The police immediately finger Andrei as the murderer, and before long, local reporters are fanning the flames of suspicion. Even Andrei’s best friend Gosha (Oleg Bokhan), a paraplegic, has his doubts about Andrei’s innocence. Only Igor steadfastly insists his son is no killer.
Alternating action with flashbacks, the film gradually reveals what actually happened and more, but the murder mystery and a mild indictment of tabloid-press mentality are much less the point here than the characters’ interpersonal relationships. There’s more going on than meets the eye at first, not just between Andrei and Igor but also between Andrei and Gosha. Such subtlety is a familiar tool in Sadilova’s arsenal, as is her ability to draw fine perfs from her thesps.
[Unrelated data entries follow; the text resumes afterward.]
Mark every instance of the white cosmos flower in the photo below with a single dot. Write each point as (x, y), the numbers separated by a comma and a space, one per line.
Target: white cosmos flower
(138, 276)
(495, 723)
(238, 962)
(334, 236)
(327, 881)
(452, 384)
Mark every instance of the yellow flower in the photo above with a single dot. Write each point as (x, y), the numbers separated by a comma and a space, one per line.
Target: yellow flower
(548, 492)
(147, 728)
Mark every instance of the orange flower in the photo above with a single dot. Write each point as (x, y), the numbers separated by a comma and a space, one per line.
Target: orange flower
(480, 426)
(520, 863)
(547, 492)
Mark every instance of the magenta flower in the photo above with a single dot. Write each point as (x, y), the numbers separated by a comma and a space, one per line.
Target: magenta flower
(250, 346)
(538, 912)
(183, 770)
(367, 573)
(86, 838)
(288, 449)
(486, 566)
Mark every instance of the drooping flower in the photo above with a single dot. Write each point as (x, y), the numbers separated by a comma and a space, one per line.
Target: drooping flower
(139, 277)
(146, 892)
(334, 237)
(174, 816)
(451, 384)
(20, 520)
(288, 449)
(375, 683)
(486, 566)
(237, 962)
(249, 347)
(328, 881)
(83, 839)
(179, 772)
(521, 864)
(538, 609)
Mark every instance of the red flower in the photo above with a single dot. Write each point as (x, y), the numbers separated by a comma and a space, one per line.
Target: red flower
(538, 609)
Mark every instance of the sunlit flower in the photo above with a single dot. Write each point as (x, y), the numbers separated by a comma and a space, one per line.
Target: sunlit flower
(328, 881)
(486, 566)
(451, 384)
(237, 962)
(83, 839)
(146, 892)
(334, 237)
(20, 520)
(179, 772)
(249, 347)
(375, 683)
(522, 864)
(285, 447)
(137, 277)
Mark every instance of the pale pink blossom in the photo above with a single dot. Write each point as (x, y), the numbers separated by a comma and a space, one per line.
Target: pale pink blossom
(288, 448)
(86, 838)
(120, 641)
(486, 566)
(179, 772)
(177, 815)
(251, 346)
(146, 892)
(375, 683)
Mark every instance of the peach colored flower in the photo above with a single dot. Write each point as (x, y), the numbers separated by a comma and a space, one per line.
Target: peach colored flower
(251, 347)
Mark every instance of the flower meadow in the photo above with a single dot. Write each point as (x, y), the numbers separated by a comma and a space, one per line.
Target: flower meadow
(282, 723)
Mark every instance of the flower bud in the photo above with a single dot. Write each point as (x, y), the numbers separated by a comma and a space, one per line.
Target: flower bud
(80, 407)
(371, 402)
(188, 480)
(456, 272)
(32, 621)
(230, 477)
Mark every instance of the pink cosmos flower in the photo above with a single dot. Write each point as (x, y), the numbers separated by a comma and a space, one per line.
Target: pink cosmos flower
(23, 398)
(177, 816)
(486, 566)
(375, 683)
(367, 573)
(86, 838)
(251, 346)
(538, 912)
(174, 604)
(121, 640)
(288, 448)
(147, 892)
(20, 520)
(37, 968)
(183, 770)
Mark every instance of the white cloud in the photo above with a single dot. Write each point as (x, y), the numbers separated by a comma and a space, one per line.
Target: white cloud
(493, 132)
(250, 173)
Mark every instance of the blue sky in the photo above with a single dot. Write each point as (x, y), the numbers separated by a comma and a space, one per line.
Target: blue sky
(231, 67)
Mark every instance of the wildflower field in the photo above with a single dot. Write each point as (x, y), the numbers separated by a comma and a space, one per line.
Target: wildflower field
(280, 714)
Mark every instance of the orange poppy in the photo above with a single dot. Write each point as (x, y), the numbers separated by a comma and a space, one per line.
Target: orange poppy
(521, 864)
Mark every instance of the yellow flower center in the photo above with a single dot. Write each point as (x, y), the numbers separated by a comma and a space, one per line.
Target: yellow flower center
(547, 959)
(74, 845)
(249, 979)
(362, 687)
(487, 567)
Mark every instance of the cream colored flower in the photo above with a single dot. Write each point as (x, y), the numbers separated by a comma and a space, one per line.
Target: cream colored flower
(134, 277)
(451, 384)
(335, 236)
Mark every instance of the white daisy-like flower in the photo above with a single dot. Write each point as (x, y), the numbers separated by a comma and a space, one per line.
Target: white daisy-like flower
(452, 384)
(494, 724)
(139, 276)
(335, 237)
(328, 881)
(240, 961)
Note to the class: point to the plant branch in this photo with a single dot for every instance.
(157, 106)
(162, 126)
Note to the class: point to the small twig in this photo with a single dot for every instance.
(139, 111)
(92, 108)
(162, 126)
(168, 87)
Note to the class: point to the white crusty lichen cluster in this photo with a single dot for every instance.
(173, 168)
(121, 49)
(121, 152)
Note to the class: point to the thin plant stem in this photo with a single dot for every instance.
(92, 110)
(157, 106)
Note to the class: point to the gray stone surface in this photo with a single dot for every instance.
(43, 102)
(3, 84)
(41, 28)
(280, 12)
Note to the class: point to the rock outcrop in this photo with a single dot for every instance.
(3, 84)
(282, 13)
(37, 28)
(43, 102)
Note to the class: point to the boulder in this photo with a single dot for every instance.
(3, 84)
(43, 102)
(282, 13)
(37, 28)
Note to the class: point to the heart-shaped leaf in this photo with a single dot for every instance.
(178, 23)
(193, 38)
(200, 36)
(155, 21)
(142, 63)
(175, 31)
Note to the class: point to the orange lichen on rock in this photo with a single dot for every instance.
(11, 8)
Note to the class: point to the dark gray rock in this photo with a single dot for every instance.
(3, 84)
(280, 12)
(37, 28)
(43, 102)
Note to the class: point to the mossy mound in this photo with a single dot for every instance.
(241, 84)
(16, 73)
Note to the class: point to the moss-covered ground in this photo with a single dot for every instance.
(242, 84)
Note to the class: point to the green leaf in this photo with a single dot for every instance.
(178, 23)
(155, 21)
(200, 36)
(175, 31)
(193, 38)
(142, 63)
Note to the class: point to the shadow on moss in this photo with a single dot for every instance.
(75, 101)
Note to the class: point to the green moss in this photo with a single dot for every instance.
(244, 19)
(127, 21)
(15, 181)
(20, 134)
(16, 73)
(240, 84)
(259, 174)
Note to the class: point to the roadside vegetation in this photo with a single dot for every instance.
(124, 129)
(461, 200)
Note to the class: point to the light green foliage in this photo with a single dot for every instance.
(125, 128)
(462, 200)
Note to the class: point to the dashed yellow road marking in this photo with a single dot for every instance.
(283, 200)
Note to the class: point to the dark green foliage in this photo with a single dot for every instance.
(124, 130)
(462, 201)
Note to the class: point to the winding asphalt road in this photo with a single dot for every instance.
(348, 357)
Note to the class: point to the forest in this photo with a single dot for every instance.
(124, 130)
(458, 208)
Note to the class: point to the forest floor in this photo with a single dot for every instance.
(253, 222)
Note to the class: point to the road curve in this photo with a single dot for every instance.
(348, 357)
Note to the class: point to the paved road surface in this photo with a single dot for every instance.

Sukhorukov’s work is particularly sterling throughout, although the non-pros rounding out the cast are also impressive.
It’s a shame, then, that the drab lensing (by Dmitri Mishin) and clunky editing (Anton Chuviev ) make the pic look like an ordinary, straight-to-cable procedural. Also, someone on the production team should have been advised that filming characters from just beyond doorways or through barred gates over and over again to suggest psychological imprisonment was a trite device the first time, let alone the sixth or seventh.